Only health workers in the public and private sectors, emergency personnel, those in security services — such as the police, traffic officers, military medical personnel, soldiers — and other persons necessary for our response to the pandemic will be exempted from the lockdown.
Those involved in the production, distribution and supply of food and basic goods, essential banking services, the maintenance of power, water and telecommunications services, laboratory services, and the provision of medical and hygiene products will also be allowed to do their work.
But, Ramaphosa said individuals would not be allowed to leave their homes except under strictly controlled circumstances, such as to seek medical care, buy food, medicine and other supplies or collect a social grant.
Shops and businesses will be closed, except for supermarkets, pharmacies, laboratories, banks, essential financial and payment services, including the JSE, petrol stations and health-care providers.
Companies that are essential to the production and transportation of food, basic goods and medical supplies will remain open.
Provision will be made for essential transport services to continue, including transport for essential staff and for patients who need to be managed elsewhere.
Ramaphosa also warned against panic-buying, saying supplies were available and would continue.
He called out businesses that were selling certain goods at excessively high prices, saying “this cannot be allowed”.
“Regulations have been put in place to prohibit unjustified price hikes, to ensure shops maintain adequate stocks of basic goods and to prevent people from ‘panic buying’.”
DA interim leader John Steenhuisen welcomed Ramaphosa’s announcement, saying the measures were of critical importance in the efforts to combat the spread of the virus.
“Locking down our country and deploying the SANDF is something no South African would ever want to see in peacetime, but given the severity of our challenge it is absolutely the right thing to do,” he said.
“The threat of this virus is akin to a wartime situation, and this requires of each of us to make sacrifices in our daily lives, and to some of the liberties of our democratic society.”
Steenhuisen said the threat would test SA’s healthcare system as well as the country’s ability to withstand an economic onslaught like nothing before.
“But above all, it will test the resolve of our people, and this is where we can take great strength.
“We have been through tough times before, and we have overcome our obstacles.
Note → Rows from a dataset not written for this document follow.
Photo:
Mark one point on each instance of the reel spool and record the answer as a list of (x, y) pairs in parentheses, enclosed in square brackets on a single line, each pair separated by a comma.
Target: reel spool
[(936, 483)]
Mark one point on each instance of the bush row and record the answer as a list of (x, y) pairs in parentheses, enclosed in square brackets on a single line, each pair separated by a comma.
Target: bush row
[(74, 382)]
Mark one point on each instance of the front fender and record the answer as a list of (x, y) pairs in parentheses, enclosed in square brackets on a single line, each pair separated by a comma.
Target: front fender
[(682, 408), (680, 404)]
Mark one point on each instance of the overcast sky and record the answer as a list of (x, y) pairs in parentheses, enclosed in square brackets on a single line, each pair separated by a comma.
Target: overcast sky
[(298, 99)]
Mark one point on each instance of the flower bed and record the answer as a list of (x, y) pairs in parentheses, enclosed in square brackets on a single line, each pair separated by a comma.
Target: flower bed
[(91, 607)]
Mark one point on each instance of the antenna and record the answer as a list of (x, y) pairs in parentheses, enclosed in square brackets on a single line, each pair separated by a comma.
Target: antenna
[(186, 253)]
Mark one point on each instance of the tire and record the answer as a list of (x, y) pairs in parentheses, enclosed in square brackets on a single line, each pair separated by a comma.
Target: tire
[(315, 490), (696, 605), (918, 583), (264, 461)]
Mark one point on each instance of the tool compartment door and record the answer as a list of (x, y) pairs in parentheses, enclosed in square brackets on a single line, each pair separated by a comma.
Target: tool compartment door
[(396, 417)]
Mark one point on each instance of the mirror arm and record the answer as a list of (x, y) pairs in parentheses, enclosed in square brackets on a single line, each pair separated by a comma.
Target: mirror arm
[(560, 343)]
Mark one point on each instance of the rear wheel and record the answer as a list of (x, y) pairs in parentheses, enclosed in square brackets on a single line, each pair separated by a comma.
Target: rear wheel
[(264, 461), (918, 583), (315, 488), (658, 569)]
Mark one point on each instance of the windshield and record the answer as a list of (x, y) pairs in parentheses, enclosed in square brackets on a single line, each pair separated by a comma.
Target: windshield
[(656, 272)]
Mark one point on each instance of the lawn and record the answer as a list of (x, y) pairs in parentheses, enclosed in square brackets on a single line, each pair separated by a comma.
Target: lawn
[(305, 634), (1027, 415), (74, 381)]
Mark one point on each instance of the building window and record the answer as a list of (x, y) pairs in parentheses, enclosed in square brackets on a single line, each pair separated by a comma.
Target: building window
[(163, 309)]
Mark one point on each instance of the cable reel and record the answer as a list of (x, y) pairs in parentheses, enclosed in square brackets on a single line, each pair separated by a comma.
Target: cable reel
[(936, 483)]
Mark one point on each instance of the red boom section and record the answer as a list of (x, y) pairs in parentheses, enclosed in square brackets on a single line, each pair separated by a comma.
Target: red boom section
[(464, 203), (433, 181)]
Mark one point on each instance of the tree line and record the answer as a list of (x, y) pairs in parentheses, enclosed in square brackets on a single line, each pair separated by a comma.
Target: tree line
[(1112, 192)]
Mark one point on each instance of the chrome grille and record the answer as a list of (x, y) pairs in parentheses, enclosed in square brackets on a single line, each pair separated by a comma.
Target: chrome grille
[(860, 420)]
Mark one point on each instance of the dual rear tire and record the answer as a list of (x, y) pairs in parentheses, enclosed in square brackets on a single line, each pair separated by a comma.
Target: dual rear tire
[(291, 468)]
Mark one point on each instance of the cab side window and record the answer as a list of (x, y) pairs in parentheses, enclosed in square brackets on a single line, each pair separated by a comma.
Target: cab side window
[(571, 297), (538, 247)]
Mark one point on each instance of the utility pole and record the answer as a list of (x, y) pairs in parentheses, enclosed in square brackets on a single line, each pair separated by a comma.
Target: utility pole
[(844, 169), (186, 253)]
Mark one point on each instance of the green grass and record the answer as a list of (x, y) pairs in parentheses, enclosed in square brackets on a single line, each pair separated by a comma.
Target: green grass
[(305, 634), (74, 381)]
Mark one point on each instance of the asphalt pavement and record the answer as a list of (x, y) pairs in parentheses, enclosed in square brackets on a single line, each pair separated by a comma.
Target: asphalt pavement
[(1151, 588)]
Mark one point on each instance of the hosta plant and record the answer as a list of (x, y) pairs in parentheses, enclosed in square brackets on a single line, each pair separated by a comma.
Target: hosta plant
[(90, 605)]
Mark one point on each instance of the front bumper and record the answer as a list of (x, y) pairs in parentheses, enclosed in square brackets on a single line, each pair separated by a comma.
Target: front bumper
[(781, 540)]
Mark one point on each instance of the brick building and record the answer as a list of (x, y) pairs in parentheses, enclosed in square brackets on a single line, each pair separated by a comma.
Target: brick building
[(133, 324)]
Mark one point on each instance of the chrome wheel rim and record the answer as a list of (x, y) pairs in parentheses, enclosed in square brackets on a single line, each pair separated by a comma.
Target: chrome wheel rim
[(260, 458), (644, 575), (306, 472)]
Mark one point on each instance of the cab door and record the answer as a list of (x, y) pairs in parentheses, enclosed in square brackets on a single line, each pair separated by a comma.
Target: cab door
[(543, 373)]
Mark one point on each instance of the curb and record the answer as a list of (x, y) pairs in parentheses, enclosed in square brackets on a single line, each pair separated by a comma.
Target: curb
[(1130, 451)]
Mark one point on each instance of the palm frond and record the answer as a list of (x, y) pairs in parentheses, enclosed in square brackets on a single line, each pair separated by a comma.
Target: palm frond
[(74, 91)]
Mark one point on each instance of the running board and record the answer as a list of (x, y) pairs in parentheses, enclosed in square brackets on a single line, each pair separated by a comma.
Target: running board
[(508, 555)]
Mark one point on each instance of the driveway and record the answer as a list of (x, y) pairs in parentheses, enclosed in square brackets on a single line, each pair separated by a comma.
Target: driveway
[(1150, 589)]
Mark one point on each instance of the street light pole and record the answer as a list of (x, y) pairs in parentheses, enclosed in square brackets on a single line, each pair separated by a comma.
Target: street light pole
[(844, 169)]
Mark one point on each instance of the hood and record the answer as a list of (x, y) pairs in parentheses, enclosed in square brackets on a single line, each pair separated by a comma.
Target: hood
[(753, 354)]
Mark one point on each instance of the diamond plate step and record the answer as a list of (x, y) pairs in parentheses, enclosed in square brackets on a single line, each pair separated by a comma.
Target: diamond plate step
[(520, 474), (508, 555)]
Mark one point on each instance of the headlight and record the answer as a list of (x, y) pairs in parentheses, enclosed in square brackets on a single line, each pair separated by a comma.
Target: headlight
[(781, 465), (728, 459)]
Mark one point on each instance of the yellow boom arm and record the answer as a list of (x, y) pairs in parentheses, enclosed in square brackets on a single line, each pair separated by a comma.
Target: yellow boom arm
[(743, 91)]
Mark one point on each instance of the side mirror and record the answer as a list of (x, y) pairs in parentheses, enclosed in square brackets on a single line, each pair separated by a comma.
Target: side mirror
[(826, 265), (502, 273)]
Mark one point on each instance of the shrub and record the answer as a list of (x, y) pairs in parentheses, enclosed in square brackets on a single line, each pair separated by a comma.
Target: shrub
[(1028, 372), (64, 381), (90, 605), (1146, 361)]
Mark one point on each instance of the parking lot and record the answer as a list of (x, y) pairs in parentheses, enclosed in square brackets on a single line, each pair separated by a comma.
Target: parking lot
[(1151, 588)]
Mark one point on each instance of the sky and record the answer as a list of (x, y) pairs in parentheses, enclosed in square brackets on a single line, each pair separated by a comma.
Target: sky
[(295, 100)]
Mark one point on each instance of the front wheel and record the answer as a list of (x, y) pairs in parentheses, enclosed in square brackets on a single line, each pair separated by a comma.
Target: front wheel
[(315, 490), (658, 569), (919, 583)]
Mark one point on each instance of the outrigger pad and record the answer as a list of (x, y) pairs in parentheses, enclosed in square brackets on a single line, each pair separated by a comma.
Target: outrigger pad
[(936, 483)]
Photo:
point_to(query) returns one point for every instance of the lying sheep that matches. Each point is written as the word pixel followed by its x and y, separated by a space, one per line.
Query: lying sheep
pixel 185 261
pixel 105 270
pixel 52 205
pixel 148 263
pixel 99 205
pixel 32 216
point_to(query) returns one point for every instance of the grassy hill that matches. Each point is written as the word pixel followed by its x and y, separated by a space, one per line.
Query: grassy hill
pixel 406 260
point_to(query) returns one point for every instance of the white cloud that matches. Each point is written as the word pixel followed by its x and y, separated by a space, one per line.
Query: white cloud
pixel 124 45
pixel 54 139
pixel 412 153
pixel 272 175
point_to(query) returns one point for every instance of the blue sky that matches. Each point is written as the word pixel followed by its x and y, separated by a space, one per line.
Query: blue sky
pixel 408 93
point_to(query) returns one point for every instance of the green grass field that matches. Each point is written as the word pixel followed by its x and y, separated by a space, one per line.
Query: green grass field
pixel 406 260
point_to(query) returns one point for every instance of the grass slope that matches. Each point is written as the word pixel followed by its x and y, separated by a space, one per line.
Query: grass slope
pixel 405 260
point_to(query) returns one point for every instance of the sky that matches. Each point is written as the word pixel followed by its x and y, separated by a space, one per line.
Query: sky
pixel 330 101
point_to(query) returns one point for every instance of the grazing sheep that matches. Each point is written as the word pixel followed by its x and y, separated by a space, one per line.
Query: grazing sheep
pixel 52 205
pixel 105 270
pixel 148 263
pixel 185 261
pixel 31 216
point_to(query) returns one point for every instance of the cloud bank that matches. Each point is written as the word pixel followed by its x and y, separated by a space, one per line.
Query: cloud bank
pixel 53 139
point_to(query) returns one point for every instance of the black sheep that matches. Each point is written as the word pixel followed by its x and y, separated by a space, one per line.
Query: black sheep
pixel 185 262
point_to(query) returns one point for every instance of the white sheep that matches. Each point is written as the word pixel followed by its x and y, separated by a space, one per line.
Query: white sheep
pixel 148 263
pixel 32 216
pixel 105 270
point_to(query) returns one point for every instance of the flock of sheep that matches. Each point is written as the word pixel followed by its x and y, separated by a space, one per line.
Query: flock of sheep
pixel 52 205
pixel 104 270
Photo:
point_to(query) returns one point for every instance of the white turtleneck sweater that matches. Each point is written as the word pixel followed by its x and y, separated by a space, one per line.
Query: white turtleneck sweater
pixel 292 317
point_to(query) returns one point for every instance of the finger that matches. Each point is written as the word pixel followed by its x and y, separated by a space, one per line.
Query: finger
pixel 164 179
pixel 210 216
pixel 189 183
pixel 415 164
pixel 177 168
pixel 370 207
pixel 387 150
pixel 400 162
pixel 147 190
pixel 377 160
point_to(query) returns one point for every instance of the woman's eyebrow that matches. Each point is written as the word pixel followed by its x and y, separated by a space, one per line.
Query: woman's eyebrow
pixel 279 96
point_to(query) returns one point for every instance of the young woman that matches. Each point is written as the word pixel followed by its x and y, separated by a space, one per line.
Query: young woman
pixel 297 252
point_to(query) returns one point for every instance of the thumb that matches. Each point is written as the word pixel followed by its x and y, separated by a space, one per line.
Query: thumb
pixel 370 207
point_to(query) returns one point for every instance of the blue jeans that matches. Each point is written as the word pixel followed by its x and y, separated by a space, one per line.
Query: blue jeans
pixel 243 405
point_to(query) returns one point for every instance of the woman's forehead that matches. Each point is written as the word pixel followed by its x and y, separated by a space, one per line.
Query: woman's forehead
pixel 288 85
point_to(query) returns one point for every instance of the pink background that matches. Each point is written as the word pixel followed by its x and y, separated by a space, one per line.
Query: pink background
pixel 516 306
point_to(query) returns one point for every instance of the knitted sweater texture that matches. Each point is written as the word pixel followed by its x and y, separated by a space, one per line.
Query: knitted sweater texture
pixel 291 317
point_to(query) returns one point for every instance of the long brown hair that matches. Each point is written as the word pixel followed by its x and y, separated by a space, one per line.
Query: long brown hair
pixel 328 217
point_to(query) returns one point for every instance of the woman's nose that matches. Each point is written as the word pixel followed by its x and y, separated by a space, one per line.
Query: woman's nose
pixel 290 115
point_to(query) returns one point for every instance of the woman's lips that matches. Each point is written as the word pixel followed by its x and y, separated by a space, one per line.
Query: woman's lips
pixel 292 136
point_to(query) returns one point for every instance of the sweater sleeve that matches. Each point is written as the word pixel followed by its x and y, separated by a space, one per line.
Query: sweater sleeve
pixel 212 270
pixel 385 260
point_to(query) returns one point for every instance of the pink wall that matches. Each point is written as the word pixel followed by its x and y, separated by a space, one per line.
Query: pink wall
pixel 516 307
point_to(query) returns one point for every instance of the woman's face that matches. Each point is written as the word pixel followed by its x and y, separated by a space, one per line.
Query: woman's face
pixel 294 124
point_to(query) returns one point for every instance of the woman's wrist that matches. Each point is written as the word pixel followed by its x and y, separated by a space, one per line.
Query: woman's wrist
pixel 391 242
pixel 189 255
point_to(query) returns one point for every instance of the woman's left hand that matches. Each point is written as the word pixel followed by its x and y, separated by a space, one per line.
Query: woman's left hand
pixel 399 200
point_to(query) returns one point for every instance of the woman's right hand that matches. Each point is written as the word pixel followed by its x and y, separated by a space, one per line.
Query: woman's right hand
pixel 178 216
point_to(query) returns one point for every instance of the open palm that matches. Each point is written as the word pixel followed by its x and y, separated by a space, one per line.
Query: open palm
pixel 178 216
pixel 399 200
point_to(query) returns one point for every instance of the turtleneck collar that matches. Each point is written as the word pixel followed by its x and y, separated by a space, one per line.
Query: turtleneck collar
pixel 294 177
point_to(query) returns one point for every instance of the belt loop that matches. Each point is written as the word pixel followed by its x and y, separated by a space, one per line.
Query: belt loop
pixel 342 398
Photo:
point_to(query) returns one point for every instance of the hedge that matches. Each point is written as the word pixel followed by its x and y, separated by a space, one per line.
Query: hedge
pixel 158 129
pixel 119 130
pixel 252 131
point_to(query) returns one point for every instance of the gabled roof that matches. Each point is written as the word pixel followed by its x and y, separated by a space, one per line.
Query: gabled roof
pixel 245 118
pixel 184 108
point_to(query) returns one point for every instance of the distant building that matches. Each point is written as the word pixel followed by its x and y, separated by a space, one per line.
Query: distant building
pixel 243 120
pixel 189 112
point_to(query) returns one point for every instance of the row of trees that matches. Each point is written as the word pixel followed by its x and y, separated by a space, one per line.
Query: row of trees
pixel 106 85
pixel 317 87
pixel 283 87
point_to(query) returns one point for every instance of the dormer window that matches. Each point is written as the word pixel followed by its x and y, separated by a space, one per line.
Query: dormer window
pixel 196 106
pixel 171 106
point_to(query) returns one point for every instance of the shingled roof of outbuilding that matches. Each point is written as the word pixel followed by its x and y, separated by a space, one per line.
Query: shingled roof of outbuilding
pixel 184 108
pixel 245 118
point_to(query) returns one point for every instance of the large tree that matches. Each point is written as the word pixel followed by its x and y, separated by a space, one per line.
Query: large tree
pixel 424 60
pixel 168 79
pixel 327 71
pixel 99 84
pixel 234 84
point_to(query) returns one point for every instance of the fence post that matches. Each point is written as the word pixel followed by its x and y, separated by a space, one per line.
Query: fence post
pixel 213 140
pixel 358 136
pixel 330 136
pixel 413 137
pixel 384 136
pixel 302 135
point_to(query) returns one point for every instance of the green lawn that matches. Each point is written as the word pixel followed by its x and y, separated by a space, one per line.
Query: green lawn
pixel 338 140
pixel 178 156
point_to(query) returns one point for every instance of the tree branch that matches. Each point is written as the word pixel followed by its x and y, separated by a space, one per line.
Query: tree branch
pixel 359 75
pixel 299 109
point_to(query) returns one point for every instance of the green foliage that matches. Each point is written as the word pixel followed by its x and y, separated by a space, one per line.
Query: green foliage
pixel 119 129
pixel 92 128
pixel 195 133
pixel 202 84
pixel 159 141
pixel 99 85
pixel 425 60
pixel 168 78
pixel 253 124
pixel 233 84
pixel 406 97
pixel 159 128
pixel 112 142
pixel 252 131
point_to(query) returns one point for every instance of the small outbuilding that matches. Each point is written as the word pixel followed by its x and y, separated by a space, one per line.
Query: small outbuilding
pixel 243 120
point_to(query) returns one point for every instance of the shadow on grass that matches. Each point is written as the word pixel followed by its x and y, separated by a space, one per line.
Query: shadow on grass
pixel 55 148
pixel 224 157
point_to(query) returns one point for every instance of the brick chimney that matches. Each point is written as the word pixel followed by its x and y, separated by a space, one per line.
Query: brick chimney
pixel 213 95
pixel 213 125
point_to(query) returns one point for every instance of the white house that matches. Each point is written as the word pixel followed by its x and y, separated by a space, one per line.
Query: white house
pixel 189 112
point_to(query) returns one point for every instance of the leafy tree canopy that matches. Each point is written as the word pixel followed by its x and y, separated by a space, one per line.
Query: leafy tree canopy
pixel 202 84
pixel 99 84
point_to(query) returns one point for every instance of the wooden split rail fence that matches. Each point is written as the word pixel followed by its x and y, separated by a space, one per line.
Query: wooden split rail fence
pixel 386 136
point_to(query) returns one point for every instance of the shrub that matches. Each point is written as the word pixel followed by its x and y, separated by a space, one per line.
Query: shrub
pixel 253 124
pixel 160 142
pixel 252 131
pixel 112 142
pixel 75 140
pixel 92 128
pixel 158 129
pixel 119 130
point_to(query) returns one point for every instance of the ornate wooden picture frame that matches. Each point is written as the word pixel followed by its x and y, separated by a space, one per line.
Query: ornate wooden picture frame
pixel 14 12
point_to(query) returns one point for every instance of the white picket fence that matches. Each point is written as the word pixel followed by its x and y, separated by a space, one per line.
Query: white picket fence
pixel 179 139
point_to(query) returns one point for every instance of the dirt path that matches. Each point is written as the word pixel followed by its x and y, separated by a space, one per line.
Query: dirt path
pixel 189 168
We can do it again, as long as we are in the fight together.”
The Desmond & Leah Tutu Legacy Foundation said this was time for South Africans to reach across the inequity which divides them.
“We are because of others; we cannot do it on our own,” the foundation said in a statement.
“While isolating ourselves from each other seems at odds with the inter-dependent character and needs of humanity, we must find new safe ways to connect to and support each other through this unprecedented crisis.
“We must, in particular, do everything we can to prevent the exposure of vulnerable groups to the virus,” it said.
Globally, the number of coronavirus infections surpassed 350,000 on Monday, with more than 15,000 deaths recorded.
Of the 402 confirmed cases in SA, 207 are in Gauteng and 100 in the Western Cape.
This is according to health minister Zweli Mkhize, who said earlier on Monday that the virus had now spread to all nine provinces.
KwaZulu-Natal — where the first cases were reported — had 60 cases and the Eastern Cape had two.
According to the age profiles of the confirmed cases in SA, most of those infected are people aged 31-40, with 69 confirmed cases, followed by those aged 51-60, with 63 cases.
The least affected are those older than 81, with just a single case confirmed so far.
Medical experts say people over 60, and especially those over 80, are particularly vulnerable to severe or fatal infection.